Chassé-croisé de la vie et de l’œuvre. On ne fait pas de bonne littérature avec de bons sentiments, écrit Gide, abondant dans le génie de Wilde première manière. Mais non plus dans l’exclusivité des mauvais. Il aura fallu cette catastrophe de sa condamnation à deux ans de prison pour que, dans The Ballad of Reading Gaol, il déploie enfin, au prix non seulement de sa vie qui s’y brisera mais d’un stupéfiant reniement, sombrant en Dieu (celui dont dans son théâtre il se faisait l’avocat narquois à l’instar de Sade), sombrant en Christ – son pur génie de poète.
Dans cette longue ballade dont la matière est la compassion pour un compagnon de geôle condamné puis pendu pour le meurtre de son amour, la musicalité exceptionnelle doit beaucoup aux reprises d’un pantoum libre, aussi disorderly qu’Harmonie du soir cultive un ordonnancement réglé – davantage au malheur qui a réduit en miettes tout l’esthétisme qui gâchait la poésie de Wilde.
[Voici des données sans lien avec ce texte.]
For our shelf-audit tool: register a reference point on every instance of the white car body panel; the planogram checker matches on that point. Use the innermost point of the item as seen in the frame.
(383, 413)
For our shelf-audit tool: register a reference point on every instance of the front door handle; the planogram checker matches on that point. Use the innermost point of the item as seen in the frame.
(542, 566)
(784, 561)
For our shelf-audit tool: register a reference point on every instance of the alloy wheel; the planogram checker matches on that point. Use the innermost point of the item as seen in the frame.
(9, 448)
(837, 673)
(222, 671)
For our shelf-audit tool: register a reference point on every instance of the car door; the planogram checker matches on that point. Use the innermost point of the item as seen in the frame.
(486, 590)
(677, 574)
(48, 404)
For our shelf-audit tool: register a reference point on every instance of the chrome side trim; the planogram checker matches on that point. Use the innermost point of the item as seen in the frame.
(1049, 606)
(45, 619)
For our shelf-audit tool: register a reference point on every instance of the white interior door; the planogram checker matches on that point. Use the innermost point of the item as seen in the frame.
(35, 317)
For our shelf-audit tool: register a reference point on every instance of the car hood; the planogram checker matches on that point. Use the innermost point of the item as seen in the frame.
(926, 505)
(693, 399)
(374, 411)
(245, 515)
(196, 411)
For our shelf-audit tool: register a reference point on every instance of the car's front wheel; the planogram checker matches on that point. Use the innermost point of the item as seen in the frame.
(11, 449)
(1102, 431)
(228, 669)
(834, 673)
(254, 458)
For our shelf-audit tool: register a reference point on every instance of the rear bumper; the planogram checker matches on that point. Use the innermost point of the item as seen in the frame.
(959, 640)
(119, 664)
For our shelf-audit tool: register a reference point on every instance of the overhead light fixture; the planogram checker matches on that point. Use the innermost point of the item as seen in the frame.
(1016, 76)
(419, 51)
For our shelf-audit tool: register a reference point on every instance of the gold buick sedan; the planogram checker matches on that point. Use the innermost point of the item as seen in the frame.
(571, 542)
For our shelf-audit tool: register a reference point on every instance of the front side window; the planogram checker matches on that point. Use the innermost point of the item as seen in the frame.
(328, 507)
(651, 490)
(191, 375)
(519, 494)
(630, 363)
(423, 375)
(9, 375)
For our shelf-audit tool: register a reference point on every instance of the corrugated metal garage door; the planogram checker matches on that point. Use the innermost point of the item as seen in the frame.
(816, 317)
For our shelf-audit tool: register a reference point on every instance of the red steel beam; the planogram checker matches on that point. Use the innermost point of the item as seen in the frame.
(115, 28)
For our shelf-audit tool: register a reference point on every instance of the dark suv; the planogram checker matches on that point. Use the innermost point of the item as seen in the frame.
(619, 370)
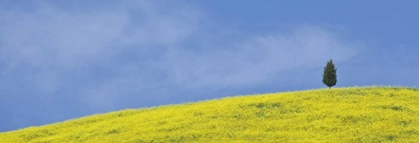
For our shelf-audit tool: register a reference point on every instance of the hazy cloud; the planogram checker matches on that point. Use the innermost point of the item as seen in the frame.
(145, 46)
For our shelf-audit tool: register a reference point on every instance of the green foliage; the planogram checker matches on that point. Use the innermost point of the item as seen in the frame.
(330, 74)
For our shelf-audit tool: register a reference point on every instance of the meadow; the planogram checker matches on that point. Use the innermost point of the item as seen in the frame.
(354, 114)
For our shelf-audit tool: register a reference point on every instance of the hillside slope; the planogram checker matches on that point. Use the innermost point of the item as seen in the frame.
(357, 114)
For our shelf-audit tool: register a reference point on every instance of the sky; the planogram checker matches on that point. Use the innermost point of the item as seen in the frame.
(61, 60)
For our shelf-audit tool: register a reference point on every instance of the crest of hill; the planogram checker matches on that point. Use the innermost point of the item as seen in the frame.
(355, 114)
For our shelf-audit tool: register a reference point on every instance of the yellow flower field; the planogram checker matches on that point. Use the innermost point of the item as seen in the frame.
(355, 114)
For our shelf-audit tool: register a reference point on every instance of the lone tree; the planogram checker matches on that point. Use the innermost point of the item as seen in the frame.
(330, 76)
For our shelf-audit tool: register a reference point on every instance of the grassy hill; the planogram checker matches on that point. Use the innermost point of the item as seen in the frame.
(357, 114)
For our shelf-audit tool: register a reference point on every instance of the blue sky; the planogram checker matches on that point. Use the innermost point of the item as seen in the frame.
(67, 59)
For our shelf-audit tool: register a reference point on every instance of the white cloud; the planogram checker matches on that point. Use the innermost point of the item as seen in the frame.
(258, 59)
(53, 42)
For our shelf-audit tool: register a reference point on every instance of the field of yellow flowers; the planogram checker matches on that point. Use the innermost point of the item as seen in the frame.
(355, 114)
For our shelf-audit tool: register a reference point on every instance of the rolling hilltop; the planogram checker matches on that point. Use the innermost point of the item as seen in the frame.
(356, 114)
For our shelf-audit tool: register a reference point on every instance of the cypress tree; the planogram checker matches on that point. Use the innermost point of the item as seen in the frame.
(330, 76)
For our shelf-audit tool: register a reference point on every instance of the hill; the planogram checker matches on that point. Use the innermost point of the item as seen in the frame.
(356, 114)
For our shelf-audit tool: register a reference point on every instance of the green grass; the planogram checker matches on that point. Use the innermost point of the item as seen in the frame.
(356, 114)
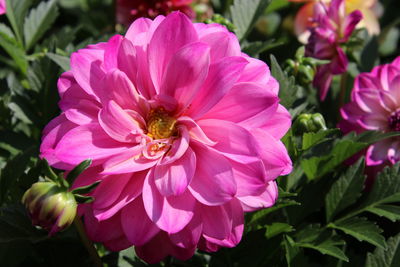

De vers en vers courent des rimes intérieures battant une mesure ancienne comme dans Greensleeves de Coltrane ; de sizain en sizain, tous alternant régulièrement hexamètres et octosyllabes, un pied s’y rajoutant parfois par un écart de prosaïsme qui marque la souffrance et la dure réalité de la prison, trébuchent imperceptiblement, certaines enjambant la strophe, les rimes approximatives d’une paronymie de fond : « Ah ! happy they whose hearts can break / And peace of pardon win […] How else but through a broken heart / May Lord Christ enter in ? »
« But each man’s heart beat thick and quick Mais le cœur de chaque homme battait épais et rapide », le français ne rend pas le beat de ce vers tout en monosyllabes. « About, about, in ghostly rout / They trod a saraband / And damned grotesques made arabesques / Like the wind upon the sand // With the pirouettes of marionettes / They tripped on pointed tread Ils dansaient sur la pointe des pieds » comme les pendus de Villon. Le martèlement de rimes intérieures de mots français marie l’explicite de notre langue à la densité de l’anglais en un accomplissement final.